Finding Riemann surfaces with several p-gonal morphisms

Abstract

Since every Riemann surface admits a meromorphic function then Riemann surfaces (algebraic curves) can be viewed as branched coverings of the Riemann sphere \(\mathbb {\hat{C}}\). A morphism from a Riemann surface on \(\mathbb {\hat{C}}\) of degree \(n\) is called an \(n\)-gonal morphism. If \(p\) is a prime and there is a \(p\)-gonal morphism from a Riemann surface \(X\) of genus \(g\) with \(g>(p-1)^{2}\) then the \(p\)-gonal morphism from \(X\) is unique.
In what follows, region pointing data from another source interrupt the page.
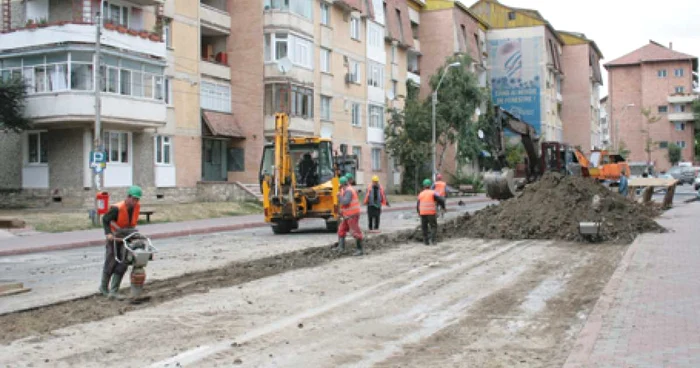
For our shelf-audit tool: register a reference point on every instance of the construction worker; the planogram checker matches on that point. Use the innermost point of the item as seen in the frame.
(122, 215)
(428, 201)
(440, 187)
(374, 200)
(350, 216)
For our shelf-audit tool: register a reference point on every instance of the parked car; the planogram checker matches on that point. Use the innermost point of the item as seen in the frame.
(684, 174)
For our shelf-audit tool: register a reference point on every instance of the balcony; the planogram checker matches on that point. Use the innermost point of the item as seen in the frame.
(677, 99)
(681, 116)
(78, 106)
(214, 14)
(129, 40)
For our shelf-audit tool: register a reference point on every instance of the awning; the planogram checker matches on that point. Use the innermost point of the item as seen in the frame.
(221, 124)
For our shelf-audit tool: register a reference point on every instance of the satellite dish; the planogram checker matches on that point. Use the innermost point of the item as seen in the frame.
(284, 65)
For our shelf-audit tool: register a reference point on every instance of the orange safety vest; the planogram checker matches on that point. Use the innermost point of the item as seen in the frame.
(381, 195)
(353, 208)
(440, 188)
(427, 205)
(123, 220)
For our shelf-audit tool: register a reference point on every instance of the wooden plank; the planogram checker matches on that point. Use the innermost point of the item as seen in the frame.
(651, 182)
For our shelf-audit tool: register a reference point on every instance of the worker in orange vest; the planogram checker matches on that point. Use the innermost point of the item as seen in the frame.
(122, 215)
(428, 201)
(349, 203)
(374, 200)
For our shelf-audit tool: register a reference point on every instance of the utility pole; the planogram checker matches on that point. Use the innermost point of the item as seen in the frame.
(97, 144)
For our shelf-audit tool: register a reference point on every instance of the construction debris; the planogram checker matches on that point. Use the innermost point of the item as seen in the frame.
(553, 208)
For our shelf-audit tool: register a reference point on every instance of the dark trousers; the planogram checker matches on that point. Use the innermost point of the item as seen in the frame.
(111, 266)
(428, 224)
(373, 215)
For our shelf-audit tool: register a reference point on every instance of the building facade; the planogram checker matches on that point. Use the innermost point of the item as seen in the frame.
(659, 80)
(580, 88)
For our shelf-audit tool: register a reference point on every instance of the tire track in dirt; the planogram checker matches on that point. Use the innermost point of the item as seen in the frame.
(498, 332)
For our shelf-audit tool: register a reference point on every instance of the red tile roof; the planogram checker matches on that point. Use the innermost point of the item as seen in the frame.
(650, 53)
(222, 124)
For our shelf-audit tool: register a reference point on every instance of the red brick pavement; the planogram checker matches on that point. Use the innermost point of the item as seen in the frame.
(649, 312)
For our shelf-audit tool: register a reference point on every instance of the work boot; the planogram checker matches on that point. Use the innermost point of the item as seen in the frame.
(359, 251)
(341, 245)
(114, 287)
(104, 284)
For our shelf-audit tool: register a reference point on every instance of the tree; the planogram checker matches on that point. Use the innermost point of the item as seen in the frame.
(674, 154)
(13, 94)
(458, 97)
(696, 112)
(649, 144)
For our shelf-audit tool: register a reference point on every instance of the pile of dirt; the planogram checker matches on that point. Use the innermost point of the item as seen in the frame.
(552, 208)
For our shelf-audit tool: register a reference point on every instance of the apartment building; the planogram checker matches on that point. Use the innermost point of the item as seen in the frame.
(580, 85)
(450, 29)
(51, 44)
(526, 66)
(662, 80)
(605, 124)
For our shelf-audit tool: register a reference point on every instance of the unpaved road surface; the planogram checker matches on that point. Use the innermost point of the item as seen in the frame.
(461, 303)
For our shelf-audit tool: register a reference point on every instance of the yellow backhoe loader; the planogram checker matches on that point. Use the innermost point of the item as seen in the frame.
(300, 178)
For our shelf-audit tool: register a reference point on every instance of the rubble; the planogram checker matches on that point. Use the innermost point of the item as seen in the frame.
(552, 208)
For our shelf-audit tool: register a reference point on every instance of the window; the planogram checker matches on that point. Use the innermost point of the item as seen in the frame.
(168, 91)
(355, 28)
(357, 151)
(325, 14)
(298, 103)
(168, 33)
(325, 108)
(398, 21)
(375, 74)
(356, 115)
(37, 147)
(299, 7)
(280, 45)
(117, 146)
(375, 38)
(376, 159)
(163, 150)
(354, 75)
(214, 96)
(376, 116)
(325, 60)
(115, 13)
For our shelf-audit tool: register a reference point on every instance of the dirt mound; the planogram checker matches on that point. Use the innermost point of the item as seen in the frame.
(552, 209)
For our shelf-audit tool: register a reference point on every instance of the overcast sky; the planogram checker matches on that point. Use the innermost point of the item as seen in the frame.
(621, 26)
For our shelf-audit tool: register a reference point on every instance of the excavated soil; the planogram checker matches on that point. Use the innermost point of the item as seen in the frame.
(552, 208)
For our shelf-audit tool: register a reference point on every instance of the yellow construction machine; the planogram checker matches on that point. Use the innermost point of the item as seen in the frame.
(300, 178)
(548, 156)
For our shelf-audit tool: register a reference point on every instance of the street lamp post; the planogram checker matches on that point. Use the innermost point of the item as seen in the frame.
(433, 146)
(617, 127)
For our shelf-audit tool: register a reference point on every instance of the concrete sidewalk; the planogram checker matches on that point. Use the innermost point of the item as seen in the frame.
(649, 312)
(85, 238)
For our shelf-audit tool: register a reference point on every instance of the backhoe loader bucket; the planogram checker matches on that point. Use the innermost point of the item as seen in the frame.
(500, 185)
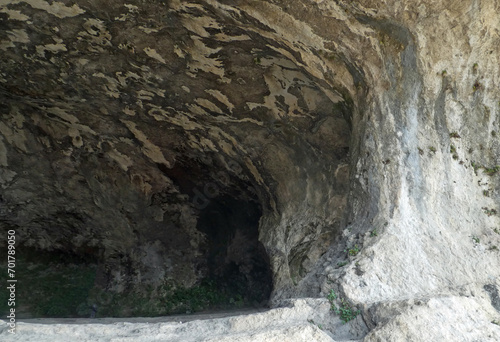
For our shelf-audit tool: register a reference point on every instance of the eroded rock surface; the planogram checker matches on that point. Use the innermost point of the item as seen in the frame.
(290, 147)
If the condition \(g>(p-1)^{2}\) is not fulfilled, examples of surfaces with more than one \(p\)-gonal morphism are known for the special case of cyclic coverings (see for instance [12]), here we shall construct examples for the case of irregular coverings. We deal with this less studied case in a two steps process: first we find several families of generic trigonal and dihedral pentagonal surfaces with more than one trigonal or pentagonal morphism, second we obtain families of Riemann surfaces of genera \((p-1)^2\), \((p-1)^{2}-2\), \((p-1)^{2}-3\) admitting several \(p\)-gonal morphims for every prime \(p>2\).